Just An Online Minute... Cookie Monster Haunts Ad:Tech

If the throngs of Ad:Tech exhibitors and record number of attendees--more than 8,000--made anything clear this week, it's that online marketing is continuing to gain momentum.

But the buzz about online advertising wasn't unfailingly positive. At least two separate panels at the conference dealt with what many view as an alarming trend--the growing consumer rebellion against cookies.

Users are deleting their cookies, especially the third-party cookies placed on their browsers by ad companies that can track users as they go to various sites. One study by JupiterResearch this spring showed that around four in 10 users delete cookies at least monthly; other studies have reached similar conclusions.

Cookie deletions potentially play havoc with measurement metrics, leaving ad-serving companies no way of knowing how many times visitors have been shown particular ads. The erasures also can make behavioral targeting impossible; if users reject the cookies that monitor which pages they're viewing, it's harder to figure out which user is interested in which kind of product.

These prospects naturally make some industry execs very nervous. "If, all of a sudden, everyone starts deleting cookies, all of your reach and frequency measures go away," Young-Bean Song, director of analytics, Atlas Institute, said at one panel discussion.

Some say it's the spyware removal companies that are at fault, for giving cookies a bad reputation. Not only do many software programs remove third-party cookies, but they also flag them as threats--in effect, giving cookies negative publicity.

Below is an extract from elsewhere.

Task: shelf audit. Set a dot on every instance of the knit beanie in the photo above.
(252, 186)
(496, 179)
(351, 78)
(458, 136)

Other marketing execs are blaming themselves, saying that consumers are deleting cookies because the advertising world hasn't done enough PR to give cookies a good reputation.

What seems lost on many industry insiders, however, is that the issue goes beyond public relations. "There's a basic value proposition problem," Ari Schwartz, associate director at the Center for Democracy and Technology, said at the conference. "Unfortunately, individuals don't act on behalf of the communal good in the marketplace."

As things are, consumers have no real reason to keep third-party cookies. Unlike first-party cookies--which remember users' names, passwords and preferences--third-party cookies don't make life any easier for consumers in any obvious way.